Формулируя эти различные подходы к изображению, Дьердь Лукач проводит различие между флоберовским и толстовским романами. Склонность Флобера к описанию, по мнению Лукача, происходит из структур буржуазного капитализма и, в свою очередь, усиливает их, создавая эстетику прозаическую, пассивную и похожую на натюрморт. Толстой, напротив, использует эпическое повествование, которое активизирует конфликт и способствует установлению связи между персонажами [Lukacs 1970: 110–148]. Хотя бинарная модель Лукача слишком жесткая, чтобы охватить многогранность реализма каждого из авторов, она, тем не менее, в общих чертах конденсирует ценности, приписываемые описанию и повествованию, а также визуальному и вербальному – в «Мадам Бовари» и «Войне и мире». Роман Флобера предлагает визуально обрамленные описания только для того, чтобы затем перетечь в другие визуально обрамленные описания, от пейзажа к картине и так далее. Когда Толстой предлагает визуальное изображение, он разоблачает его как ненадежное в своей пассивности и статичности и тем самым предлагает лучшую, более убедительную словесную иллюзию, достигаемую за счет темпоральности и движения повествования. Если рассматривать бородинские главы как архетипичные для реализма Толстого, то получается, что расширенная полемика между визуальным и вербальным на поле боя не только обеспечивает достоверность исторического опыта Пьера, но и продвигает парагон романа в целом.

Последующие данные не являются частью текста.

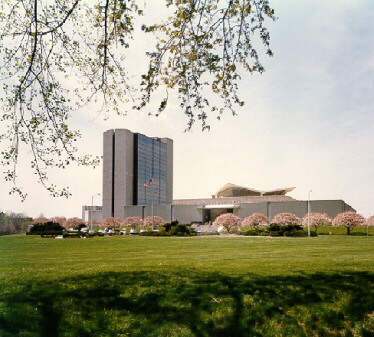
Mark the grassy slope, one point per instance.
(142, 286)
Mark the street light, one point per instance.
(92, 207)
(309, 212)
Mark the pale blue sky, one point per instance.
(308, 120)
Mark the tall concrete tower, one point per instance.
(131, 160)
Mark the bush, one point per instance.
(160, 233)
(286, 230)
(256, 232)
(47, 228)
(295, 233)
(73, 235)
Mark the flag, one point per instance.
(148, 184)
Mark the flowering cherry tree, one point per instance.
(112, 222)
(58, 219)
(40, 220)
(370, 221)
(255, 219)
(349, 220)
(286, 219)
(229, 221)
(73, 223)
(316, 220)
(157, 221)
(133, 221)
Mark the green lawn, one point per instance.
(215, 286)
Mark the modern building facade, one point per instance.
(131, 161)
(240, 201)
(93, 213)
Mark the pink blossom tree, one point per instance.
(229, 221)
(349, 220)
(40, 220)
(157, 221)
(112, 222)
(74, 223)
(58, 219)
(255, 219)
(370, 221)
(286, 219)
(316, 220)
(133, 221)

Если мы вернемся к Пьеру, скачущему галопом вниз по склону холма, становится ясно, что именно Толстой имел в виду в качестве альтернативы этим оптическим иллюзиям в романе. Сначала глазам Пьера трудно приспособиться. Потерянный из-за дыма выстрелов, он ничего не видит, не может распознать ни врагов, ни своих, ни живых, ни мертвых. Мимо проносятся пули; пыль и грязь мешают различить происходящее перед глазами. Посреди всего этого хаоса Пьер прячется за насыпью, и именно здесь перед ним открывается правильная перспектива для наблюдения за сражением: «Сидя теперь на откосе канавы, он наблюдал окружавшие его лица» [Толстой 1928–1958, 11: 234]. Если отдаленность панорамы и схематично начерченная карта превратили отдельные лица солдат в крохотные пятнышки краски или спрятали их под белыми прямоугольниками отсутствия внутри сплошной черной линии «действительного расположения», то повествование романа вводит Пьера в середину этого пространства, которое до сих пор было удалено и эстетизировано.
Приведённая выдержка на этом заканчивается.